Hacker News new | ask | show | jobs
by posco 4483 days ago
Quick point:

1) Scalding has a DObject like type: ValuePipe[+T]. 2) The reason you must explicitly call .group to go to a keyed type is that is costly to do a shuffle, this makes it clear to people when they do trigger a shuffle. If you don't like that, make an implicit def from TypedPipe[(K, V)] to Grouped[K, V] 3) You can easily use scalding as a library, but most examples use our default runner. We use it as a library in summingbird. But you are right, a nice doc to help people see what to do might help people (hint: set up an implicit FlowDef and Mode, do your scalding code, then call a method to run the FlowDef).

1 comments

1) Ah, the ValuePipe is (relatively) new; thanks for the pointer. 2) You have to explicitly `.group` in Scoobi as well; it transforms a DList[(K,V)] to a DList[(K, Iterable[V])] or similar. You don't have to call `.toTypedPype` to get map and friends, though, since it's just a DList. 3) I've actually written this exact integration, so I'm glad it's the approved method!

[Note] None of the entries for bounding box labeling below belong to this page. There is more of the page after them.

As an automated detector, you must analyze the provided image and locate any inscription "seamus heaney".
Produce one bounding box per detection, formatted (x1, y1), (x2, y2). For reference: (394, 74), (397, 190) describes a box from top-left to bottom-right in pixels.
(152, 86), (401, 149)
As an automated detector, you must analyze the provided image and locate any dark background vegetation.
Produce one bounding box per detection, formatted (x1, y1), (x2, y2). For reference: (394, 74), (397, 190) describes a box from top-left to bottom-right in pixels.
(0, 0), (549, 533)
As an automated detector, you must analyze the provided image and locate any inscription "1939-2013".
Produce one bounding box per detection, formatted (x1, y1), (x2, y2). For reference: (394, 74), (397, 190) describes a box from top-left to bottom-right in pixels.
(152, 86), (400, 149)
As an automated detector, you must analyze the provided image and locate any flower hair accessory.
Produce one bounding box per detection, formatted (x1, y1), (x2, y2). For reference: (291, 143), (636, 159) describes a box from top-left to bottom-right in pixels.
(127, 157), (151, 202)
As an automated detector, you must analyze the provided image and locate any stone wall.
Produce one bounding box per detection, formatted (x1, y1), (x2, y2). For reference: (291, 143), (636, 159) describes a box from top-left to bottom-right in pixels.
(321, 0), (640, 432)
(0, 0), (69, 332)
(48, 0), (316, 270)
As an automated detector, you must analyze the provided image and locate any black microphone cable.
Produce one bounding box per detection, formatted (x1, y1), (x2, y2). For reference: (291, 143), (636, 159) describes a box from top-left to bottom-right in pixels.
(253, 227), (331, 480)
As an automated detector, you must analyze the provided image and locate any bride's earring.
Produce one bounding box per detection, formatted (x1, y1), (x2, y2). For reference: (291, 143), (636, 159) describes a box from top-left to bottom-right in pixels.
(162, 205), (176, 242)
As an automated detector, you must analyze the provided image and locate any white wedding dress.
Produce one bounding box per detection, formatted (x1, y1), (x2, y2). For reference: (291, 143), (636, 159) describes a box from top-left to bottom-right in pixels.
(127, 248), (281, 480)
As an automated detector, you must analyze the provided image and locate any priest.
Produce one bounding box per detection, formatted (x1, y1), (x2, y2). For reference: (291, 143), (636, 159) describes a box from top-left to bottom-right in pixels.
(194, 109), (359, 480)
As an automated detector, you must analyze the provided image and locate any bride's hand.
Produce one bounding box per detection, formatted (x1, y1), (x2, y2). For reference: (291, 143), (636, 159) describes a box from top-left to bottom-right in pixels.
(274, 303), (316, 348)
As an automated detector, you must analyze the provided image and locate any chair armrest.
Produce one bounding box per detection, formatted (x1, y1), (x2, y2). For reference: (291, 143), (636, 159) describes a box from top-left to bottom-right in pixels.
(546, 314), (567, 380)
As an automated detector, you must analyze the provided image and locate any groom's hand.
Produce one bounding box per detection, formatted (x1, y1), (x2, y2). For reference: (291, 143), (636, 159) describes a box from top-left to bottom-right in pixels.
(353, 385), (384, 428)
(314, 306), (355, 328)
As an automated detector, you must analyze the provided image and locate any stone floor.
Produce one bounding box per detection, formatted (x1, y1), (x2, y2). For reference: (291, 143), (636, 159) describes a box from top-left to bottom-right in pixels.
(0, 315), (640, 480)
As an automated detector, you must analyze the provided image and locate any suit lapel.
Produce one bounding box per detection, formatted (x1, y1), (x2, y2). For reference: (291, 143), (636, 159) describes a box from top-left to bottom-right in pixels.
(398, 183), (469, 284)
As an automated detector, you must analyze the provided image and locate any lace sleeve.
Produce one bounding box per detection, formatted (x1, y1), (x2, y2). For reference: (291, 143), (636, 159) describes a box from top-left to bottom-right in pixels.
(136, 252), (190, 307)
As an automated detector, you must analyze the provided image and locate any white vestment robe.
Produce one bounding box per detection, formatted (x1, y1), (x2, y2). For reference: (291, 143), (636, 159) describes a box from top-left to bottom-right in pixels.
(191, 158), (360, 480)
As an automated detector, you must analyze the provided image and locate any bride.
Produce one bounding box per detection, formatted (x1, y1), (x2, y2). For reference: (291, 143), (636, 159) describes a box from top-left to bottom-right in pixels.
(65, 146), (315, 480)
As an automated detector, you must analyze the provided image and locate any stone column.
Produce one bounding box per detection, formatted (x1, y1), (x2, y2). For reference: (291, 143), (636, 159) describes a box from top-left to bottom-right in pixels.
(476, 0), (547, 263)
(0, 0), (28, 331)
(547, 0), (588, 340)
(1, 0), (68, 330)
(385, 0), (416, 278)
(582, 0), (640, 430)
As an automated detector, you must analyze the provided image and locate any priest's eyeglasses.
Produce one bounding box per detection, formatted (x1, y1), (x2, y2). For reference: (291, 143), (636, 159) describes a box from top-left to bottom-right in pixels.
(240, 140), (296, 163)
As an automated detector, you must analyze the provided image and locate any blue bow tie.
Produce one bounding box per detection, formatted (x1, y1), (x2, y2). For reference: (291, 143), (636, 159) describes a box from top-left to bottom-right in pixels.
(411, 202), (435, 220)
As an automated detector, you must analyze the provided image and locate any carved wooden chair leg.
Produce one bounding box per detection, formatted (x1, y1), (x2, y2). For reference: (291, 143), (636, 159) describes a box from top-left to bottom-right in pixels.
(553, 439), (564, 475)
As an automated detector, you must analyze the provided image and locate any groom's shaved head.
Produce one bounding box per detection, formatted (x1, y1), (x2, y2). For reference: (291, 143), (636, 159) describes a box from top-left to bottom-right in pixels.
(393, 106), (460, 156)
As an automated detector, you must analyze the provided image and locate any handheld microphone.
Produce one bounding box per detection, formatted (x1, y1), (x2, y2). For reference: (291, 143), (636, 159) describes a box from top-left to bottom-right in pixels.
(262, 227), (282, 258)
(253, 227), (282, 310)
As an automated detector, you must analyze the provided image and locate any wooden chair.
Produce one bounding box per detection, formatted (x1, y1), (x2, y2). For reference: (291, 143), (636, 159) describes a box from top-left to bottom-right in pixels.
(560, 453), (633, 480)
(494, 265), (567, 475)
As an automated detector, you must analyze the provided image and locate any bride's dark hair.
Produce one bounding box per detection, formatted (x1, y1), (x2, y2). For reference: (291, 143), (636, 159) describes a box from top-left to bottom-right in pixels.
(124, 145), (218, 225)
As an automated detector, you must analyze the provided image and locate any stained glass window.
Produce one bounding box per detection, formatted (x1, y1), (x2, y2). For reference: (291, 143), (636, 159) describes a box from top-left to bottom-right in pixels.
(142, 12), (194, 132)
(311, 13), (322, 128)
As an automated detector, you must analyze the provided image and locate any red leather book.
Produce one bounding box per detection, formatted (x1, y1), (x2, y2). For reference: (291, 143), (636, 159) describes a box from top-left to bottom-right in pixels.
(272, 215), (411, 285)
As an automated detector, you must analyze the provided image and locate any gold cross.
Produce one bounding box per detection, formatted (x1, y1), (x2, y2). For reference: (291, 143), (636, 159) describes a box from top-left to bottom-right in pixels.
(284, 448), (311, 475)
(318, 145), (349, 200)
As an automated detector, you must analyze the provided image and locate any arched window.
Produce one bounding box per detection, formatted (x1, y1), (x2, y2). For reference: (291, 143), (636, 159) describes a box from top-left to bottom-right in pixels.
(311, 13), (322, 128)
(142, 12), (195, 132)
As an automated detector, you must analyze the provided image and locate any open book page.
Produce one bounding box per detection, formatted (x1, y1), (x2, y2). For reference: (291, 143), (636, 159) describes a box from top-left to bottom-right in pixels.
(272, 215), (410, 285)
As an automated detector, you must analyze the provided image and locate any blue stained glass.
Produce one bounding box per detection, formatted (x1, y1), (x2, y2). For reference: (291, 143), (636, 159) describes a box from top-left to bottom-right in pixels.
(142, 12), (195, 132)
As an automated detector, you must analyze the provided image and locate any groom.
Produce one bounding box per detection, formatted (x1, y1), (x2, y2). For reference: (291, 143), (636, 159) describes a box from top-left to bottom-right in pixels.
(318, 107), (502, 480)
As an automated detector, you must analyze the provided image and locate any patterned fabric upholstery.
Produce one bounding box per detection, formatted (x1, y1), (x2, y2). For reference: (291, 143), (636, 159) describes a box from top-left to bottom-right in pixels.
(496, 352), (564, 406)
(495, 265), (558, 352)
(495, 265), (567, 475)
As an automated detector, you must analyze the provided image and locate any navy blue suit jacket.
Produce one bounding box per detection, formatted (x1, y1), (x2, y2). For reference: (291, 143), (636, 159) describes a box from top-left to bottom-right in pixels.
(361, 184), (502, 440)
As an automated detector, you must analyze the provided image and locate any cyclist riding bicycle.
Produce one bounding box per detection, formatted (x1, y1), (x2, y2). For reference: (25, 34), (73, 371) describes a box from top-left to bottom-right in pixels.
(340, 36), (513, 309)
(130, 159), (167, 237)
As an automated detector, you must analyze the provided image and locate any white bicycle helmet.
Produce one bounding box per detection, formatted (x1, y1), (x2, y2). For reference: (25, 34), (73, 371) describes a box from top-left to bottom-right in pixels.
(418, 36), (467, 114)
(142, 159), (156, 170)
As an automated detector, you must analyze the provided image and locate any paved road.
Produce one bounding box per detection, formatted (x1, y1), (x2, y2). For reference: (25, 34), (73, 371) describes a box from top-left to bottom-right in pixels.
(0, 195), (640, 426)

The global, mutable Mode made me nervous, IIRC.
The global Mode is gone in 0.9.0. And there is an implicit from Grouped to TypedPipe, so you don't need to call .toTypedPipe (that directly seems less likely to cause problems, especially given we have mapValues and filter on Grouped, so we should avoid needlessly leaving the Grouped representation).
Neat! It looks like things are changing fast; I'll have to do another read-through.